Sì, la domanda coglie molto bene la mutazione, quasi genetica, di uno dei leader politici più influenti degli ultimi 25 anni, uno dei 28 italiani che ha fatto il presidente del Consiglio nel secondo dopoguerra. Per tutta una vita D’Alema ha incarnato la concezione leninista-gramsciana-togliattiana per cui prima di tutto viene il Partito. Per cui il noi viene sempre prima dell’io. Per cui è meglio sbagliare col Partito che aver ragione da soli. Incoraggiando la scissione dal “Partito” per ragioni prevalentemente di incompatibilità personale con Renzi, D’Alema ha archiviato la propria storia comunista e appare come uno dei tanti leader, che sembrano mossi più da motivazioni individuali che da spinte “generali”. Magari non è così. Ma l’impressione è quella.
Il PD pare vivere una congiuntura di non tensione. Ma dietro l’angolo ci sono le le elezioni siciliane. E lì il tappo salta. che faranno Franceschini e Orlando?
Vedremo. Ci sono le liste elettorali da fare e i non-renziani del Pd contratteranno una tregua con Renzi, in cambio di qualche seggio in più. Se avranno coraggio, porranno il problema del leader da indicare per palazzo Chigi, cioè Gentiloni. Altrimenti se ne riparlerà dopo le elezioni. Se il Pd conquisterà più del 25 per cento, Renzi resterà segretario, ma se i democratici alle Politiche prenderanno un voto in meno del Pd di Bersani nel 2013, allora la poltrona di Renzi potrebbe saltare.

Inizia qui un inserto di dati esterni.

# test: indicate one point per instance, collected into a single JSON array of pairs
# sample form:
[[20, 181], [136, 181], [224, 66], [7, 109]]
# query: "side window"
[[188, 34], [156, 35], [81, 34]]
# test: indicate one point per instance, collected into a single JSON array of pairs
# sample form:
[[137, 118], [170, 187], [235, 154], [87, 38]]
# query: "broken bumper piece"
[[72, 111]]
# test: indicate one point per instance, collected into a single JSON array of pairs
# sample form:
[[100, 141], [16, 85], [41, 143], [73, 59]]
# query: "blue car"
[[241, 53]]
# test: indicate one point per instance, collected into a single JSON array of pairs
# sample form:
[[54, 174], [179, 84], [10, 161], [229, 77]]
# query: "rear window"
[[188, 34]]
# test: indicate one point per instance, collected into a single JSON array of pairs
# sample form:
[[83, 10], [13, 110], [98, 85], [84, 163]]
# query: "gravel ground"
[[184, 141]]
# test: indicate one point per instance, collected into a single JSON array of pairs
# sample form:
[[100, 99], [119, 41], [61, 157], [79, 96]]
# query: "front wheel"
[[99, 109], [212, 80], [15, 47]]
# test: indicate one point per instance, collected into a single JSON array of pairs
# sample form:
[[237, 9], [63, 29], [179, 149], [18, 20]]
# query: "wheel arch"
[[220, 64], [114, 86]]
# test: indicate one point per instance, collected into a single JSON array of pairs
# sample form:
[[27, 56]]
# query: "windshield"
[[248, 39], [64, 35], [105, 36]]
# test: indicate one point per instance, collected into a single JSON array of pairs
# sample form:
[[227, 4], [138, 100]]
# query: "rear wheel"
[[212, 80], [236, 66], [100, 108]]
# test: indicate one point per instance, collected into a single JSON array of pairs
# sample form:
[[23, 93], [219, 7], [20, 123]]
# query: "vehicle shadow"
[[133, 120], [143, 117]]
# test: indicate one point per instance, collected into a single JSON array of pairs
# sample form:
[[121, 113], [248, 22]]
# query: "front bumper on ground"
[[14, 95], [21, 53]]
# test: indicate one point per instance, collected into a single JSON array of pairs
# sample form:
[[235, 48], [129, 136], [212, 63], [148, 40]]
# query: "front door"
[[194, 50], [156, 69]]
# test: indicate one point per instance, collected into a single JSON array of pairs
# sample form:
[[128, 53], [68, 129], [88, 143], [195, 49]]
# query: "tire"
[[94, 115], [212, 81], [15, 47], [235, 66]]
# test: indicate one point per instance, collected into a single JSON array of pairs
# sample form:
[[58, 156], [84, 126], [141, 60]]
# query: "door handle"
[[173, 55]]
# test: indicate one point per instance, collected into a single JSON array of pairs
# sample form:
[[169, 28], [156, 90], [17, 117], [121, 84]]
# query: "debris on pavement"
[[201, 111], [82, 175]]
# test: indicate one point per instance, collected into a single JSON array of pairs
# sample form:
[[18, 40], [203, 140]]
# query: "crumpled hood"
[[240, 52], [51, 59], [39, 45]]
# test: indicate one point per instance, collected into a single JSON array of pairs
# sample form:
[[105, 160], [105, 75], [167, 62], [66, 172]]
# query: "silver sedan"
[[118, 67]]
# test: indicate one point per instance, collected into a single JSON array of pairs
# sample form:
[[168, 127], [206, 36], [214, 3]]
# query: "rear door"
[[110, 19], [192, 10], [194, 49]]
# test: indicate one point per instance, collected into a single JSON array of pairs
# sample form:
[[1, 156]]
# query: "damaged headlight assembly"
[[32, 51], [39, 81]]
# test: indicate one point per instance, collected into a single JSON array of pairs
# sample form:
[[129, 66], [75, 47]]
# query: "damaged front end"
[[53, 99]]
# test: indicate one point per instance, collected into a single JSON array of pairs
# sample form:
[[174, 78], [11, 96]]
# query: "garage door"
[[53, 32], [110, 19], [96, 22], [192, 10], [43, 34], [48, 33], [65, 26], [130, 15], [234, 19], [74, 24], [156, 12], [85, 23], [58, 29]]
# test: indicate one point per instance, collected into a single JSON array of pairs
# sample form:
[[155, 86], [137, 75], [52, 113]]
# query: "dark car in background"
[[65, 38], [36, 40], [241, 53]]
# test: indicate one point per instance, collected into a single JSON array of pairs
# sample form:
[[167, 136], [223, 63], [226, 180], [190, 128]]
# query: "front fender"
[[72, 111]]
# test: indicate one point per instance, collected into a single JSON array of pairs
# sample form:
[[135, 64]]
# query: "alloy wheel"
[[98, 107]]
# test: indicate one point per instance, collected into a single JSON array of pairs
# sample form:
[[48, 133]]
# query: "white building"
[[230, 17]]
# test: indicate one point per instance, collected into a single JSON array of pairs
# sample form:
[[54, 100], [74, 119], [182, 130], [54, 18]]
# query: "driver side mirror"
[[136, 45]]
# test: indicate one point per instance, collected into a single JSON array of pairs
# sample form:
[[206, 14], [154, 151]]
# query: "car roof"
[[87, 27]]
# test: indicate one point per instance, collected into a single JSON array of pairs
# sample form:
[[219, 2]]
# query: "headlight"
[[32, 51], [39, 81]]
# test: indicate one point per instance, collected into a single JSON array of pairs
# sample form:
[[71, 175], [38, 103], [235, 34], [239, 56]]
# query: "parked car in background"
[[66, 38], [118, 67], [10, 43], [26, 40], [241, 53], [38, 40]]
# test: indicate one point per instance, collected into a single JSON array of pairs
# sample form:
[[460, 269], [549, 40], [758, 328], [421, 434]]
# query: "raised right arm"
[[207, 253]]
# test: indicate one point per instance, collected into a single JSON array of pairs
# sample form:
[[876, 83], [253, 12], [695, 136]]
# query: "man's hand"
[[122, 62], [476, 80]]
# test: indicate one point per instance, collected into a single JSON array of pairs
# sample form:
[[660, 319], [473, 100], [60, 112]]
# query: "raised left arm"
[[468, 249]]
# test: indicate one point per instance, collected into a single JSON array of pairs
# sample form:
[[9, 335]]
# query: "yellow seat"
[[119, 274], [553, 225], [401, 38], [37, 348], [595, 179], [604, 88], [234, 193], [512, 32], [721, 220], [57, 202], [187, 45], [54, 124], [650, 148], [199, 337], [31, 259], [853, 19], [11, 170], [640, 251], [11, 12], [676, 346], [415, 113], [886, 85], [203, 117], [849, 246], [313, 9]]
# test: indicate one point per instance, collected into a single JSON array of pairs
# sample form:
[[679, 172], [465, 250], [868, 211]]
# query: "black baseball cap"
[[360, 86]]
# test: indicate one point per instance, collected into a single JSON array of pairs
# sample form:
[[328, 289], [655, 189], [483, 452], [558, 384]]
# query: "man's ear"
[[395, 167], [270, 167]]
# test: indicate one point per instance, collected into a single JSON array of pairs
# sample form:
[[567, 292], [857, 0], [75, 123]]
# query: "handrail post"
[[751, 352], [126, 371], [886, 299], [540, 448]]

Veniamo al centrodestra. Berlusconi dice: Io sono il PPE in Itala. Però ha capito che senza l’alleanza con Salvini non vince . Intanto apre al rosatellum. Insomma anche qui siamo nella precarietà politica. E’ così?
Berlusconi è più avanti di Renzi nella costruzione di una coalizione. Ma fino a quando non si sa come si vota, sono tutte illazioni.
Ultima domanda: Quale sarà il futuro di Gentiloni? Io non credo la “panchina ” anzi…
Paolo Gentiloni non muoverà una foglia per passare dalla “panchina” al ruolo di centravanti. E’ leale con Renzi che lo ha scelto e sa che, brigando per sé, diventerebbe uno dei tanti trasformisti della storia della Repubblica. Attenderà di essere “chiamato” come salvatore della Patria. La partita si giocherà prima delle elezioni, Renzi non lo indicherà spontaneamente come candidato a palazzo Chigi, ma la “forza delle cose” potrebbe riservare qualche sorpresa.